OAEI-LLM: A Benchmark Dataset for Understanding Large Language Model Hallucinations in Ontology Matching
Zhangcheng Qiang, Kerry Taylor, Weiqing Wang, Jing Jiang
TL;DR
This work addresses the problem of large language model hallucinations in ontology matching by introducing OAEI-LLM, a benchmark that extends the OAEI dataset with LLM-generated alignments $A_{llm}$ and human references $R_{oaei}$ under a one-to-one constraint. It details a methodology for constructing the dataset, including a three-way error taxonomy (TypeDefinitionMissing, Missing from OAEI, Incorrect) and a schema extension to record hallucination metadata via an extended EDOAL framework (potentially using SSSOM).

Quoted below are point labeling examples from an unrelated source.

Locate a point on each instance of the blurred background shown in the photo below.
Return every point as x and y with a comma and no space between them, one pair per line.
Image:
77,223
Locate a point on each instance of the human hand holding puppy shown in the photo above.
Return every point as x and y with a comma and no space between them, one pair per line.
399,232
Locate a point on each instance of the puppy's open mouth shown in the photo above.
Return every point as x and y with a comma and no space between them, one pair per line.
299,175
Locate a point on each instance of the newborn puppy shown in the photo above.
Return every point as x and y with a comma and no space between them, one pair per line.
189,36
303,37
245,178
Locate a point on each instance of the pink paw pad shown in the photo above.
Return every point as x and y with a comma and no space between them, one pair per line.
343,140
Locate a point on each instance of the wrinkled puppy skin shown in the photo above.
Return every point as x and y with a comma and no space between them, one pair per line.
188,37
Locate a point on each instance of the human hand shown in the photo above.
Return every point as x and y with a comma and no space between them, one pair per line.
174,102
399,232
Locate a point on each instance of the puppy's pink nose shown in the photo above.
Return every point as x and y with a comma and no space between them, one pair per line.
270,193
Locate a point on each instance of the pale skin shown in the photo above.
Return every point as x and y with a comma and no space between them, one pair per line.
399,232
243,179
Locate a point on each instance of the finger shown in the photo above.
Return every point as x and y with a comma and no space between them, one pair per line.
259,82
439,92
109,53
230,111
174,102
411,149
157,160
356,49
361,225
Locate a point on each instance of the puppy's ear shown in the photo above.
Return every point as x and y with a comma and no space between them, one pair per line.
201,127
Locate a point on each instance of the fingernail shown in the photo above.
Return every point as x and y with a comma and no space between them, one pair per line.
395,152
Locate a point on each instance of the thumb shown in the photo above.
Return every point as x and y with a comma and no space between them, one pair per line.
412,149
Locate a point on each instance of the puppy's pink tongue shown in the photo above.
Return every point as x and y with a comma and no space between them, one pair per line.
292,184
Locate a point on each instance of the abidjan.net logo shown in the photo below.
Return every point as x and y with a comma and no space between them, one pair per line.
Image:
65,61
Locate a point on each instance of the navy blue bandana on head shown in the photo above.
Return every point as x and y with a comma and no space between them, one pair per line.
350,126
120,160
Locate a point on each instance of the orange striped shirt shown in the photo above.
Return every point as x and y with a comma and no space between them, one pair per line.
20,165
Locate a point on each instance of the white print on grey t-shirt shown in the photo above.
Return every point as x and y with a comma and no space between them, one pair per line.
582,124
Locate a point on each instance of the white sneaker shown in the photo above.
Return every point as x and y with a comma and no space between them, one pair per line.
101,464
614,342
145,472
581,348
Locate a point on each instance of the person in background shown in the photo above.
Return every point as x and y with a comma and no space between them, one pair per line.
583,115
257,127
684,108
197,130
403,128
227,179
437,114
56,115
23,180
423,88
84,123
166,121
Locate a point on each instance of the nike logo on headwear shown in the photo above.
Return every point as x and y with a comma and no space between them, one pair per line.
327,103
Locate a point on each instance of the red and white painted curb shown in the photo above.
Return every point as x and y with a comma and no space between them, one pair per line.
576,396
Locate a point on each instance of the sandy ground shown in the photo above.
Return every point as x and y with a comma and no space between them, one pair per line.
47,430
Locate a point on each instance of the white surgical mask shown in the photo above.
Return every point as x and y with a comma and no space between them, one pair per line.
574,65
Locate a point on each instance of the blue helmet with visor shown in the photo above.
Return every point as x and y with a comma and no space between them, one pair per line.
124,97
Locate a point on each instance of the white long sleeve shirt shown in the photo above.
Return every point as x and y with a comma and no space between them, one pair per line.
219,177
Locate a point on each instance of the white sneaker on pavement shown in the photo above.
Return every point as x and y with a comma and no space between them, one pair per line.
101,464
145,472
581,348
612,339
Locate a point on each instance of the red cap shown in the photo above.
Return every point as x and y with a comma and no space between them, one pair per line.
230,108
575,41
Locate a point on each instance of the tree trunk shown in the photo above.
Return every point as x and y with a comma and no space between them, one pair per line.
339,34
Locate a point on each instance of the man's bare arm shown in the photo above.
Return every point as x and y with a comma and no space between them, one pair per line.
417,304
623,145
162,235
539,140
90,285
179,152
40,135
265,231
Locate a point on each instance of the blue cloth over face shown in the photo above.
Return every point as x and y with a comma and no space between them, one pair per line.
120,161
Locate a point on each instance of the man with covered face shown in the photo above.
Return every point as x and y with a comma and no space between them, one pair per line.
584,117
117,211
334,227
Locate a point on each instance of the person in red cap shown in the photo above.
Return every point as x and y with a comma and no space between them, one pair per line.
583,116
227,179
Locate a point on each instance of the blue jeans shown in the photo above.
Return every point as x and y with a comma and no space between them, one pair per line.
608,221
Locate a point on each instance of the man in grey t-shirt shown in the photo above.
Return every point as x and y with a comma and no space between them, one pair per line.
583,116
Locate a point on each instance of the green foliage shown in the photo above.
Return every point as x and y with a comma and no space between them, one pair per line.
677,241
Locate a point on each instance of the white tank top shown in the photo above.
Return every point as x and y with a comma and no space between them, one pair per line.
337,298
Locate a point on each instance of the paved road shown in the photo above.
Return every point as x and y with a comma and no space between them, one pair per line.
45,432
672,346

The key contributions are the dataset, the hallucination taxonomy, and the schema extension, plus discussion of use cases for benchmarking and fine-tuning LLMs in OM. This benchmark aims to facilitate robust evaluation and improvement of LLM-driven ontology matching by providing structured error signals and extensible schema for future research and practical deployment.
Abstract
Hallucinations of large language models (LLMs) commonly occur in domain-specific downstream tasks, with no exception in ontology matching (OM). The prevalence of using LLMs for OM raises the need for benchmarks to better understand LLM hallucinations. The OAEI-LLM dataset is an extended version of the Ontology Alignment Evaluation Initiative (OAEI) datasets that evaluate LLM-specific hallucinations in OM tasks. We outline the methodology used in dataset construction and schema extension, and provide examples of potential use cases.